思川にまつわる話

『栃木市史 民俗編』原文

昔、思川の近くに若夫婦が住んでいた。人もうらやむほど仲むつまじかったが、妻が病気になってしまった。夫は一生懸命看病し、薬もいろいろ飲ませたが、いっこうに良くならない。そこで夫は、近所の神社にお百度参りを始めた。

ある晩、妻が眠れないでいると、夫が、皆の寝静まったのを見すましてから、こっそりと家を出ていく。長患らいで夫に苦労をかけ通しだというひけめと、病気で心身ともに弱っていたために、妻は邪推した。「きっと寝たきりの私がいやになって、誰かよその女のところに行くに違いない。」

翌日の晩も寝たふりをしていると、夫はまたこっそりと家を出ていく。いままで起きあがることさえできなかったのがうその様に、邪心に支えられた妻は、足早にすすんでいく夫のあとをつけていった。すると夫は、神社に行き、お百度参りを始めたのだ。

妻は、あれほど心身になって世話をしてくれる夫のことを疑ったことを悔みながら、家にとって返した。途中、月明りの川面に映った自分の姿を見て驚いた。なんと、大蛇になっていたのである。自分の醜い心と姿を恥じた妻は、川に身を投げた。

それ以来、その川のほとりを若い女性が通ると、大蛇があらわれてきて食ってしまうようになった。自分の様に不幸な女が、この世に二度と現われないようにと思ってである。

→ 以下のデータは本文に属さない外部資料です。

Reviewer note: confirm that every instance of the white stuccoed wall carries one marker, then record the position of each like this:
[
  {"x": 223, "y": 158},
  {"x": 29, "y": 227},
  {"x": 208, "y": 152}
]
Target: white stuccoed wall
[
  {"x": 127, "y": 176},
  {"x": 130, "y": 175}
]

そこで、年に一度、村の娘を人身御供として大蛇に差し出すことになった。ある年、五万長者の娘に人身御供の順番が廻ってきた。長者が何とかして娘を助けたいと思っていると、親鸞上人が通りかかった。話を聞いた上人は、長者や村人たち、そして大蛇となってしまった妻にも同情した。

いよいよ人身御供を捧げる日。上人は、大蛇があらわれると、南無阿弥陀仏と書いたお札を投げつけ一所懸命祈祷を始めた。すると大蛇は、娘をおいたまま苦しみもがき続け、天に昇っていった。間もなく、天から蓮華の花がたくさん落ちて来た。そこに建てたのが蓮華寺である。

又、妻が姿を写した川が姿川で、身を投げた川が思川であるとも伝えられている。